A Lasting Legacy
Vasanth Kannabiran
ROAD LESS TRAVELLED: THE LIFE AND WRITINGS OF VINODINEE NEELKANTH by Aparna Basu NA, 2010, 314 pp., 375
January 2010, volume 34, No 1

The road much travelled by women who lived in the earlier part of the twentieth century was a road paved with an earnest search for meanings, an eager attempt to grasp the new worlds that education and independence opened up for them in its entirety and the consistent attempt to bridge the gap dividing the disparate spaces of their lived realities and the dreams of a new independent nation. After education for women ceased to be a distant dream worked to place their newly earned knowledge at the service of the nation women gaining education with a sense of mission.

They wrote, spoke, taught and shared their understanding seeking to elevate their less fortunate sisters trapped in the orthodoxy and culture of the community. Women wrote desperately as if to save their lives. They edited magazines and ran schools and hostels for women rendered homeless by widowhood or poverty.
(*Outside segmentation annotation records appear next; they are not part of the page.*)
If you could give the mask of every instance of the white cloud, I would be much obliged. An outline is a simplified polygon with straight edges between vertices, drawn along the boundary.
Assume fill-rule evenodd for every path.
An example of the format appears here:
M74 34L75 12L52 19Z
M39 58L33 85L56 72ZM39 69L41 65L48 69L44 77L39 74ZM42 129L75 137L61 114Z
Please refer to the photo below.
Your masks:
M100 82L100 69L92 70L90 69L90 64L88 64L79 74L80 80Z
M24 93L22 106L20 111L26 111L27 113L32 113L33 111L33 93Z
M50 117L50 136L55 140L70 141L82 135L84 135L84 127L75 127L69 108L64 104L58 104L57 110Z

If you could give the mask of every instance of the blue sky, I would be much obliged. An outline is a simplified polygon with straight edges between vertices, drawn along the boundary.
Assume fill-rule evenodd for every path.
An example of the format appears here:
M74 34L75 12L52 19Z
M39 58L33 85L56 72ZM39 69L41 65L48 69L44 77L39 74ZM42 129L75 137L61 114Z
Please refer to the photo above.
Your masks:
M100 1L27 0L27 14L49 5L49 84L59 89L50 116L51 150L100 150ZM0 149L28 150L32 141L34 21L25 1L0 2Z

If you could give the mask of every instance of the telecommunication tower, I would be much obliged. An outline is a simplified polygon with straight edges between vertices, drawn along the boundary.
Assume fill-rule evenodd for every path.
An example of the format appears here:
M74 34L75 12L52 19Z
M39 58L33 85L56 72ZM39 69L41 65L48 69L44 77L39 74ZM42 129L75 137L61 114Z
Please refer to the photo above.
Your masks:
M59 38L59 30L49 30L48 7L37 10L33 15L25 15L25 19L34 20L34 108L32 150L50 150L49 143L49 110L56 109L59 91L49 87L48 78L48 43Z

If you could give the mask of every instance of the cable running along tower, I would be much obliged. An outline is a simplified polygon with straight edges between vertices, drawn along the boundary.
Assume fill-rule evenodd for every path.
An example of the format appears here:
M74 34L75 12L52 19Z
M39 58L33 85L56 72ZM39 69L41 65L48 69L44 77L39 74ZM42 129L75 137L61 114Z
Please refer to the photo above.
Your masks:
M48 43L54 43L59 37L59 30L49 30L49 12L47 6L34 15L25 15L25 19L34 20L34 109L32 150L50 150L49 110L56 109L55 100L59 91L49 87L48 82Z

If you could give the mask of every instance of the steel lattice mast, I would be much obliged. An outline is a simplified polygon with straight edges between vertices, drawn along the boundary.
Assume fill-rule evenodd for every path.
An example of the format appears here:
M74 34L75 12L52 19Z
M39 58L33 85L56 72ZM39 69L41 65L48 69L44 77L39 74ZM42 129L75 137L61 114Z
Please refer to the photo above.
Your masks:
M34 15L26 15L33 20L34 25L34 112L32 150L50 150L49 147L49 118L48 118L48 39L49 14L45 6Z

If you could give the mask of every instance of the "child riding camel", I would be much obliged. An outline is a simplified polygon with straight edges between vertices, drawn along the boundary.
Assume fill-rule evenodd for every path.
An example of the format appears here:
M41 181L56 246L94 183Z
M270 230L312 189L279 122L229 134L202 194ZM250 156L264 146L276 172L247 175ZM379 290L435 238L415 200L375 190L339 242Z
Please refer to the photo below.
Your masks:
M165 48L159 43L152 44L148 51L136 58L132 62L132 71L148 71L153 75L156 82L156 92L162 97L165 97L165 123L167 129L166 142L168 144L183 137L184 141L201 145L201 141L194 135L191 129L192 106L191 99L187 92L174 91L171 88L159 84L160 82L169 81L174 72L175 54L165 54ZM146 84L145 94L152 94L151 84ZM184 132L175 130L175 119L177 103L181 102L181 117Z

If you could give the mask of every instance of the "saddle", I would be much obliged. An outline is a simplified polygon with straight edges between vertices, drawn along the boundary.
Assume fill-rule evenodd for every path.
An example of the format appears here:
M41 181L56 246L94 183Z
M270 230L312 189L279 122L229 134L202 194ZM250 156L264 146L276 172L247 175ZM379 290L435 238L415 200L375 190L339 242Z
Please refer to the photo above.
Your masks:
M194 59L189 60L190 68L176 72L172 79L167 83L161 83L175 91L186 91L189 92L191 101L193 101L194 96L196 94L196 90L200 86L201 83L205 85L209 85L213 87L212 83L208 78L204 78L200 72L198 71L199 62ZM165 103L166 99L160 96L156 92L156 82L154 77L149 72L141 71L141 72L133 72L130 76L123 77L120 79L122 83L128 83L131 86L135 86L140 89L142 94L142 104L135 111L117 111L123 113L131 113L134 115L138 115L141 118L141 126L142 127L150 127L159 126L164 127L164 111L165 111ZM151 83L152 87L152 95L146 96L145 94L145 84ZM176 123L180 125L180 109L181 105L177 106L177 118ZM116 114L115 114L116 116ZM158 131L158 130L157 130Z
They read greedily and avidly curiously seeking the secret formula that might crack the contradiction between precept and practice in family, movement and society. Women realized that writing was a weapon of power, an act of subversion, a tool of liberation.That period was marked by an optimism, a hope, a determination to bring about reform and change. Above all an unquestioning a faith in the values they professed. They earnestly believed that nationhood and independence would herald a new era for women. And worked to make that era richer and more available to all women. Mahilavarnam/Womanscape (2001) a 150 year history of women in Andhra demonstrates this.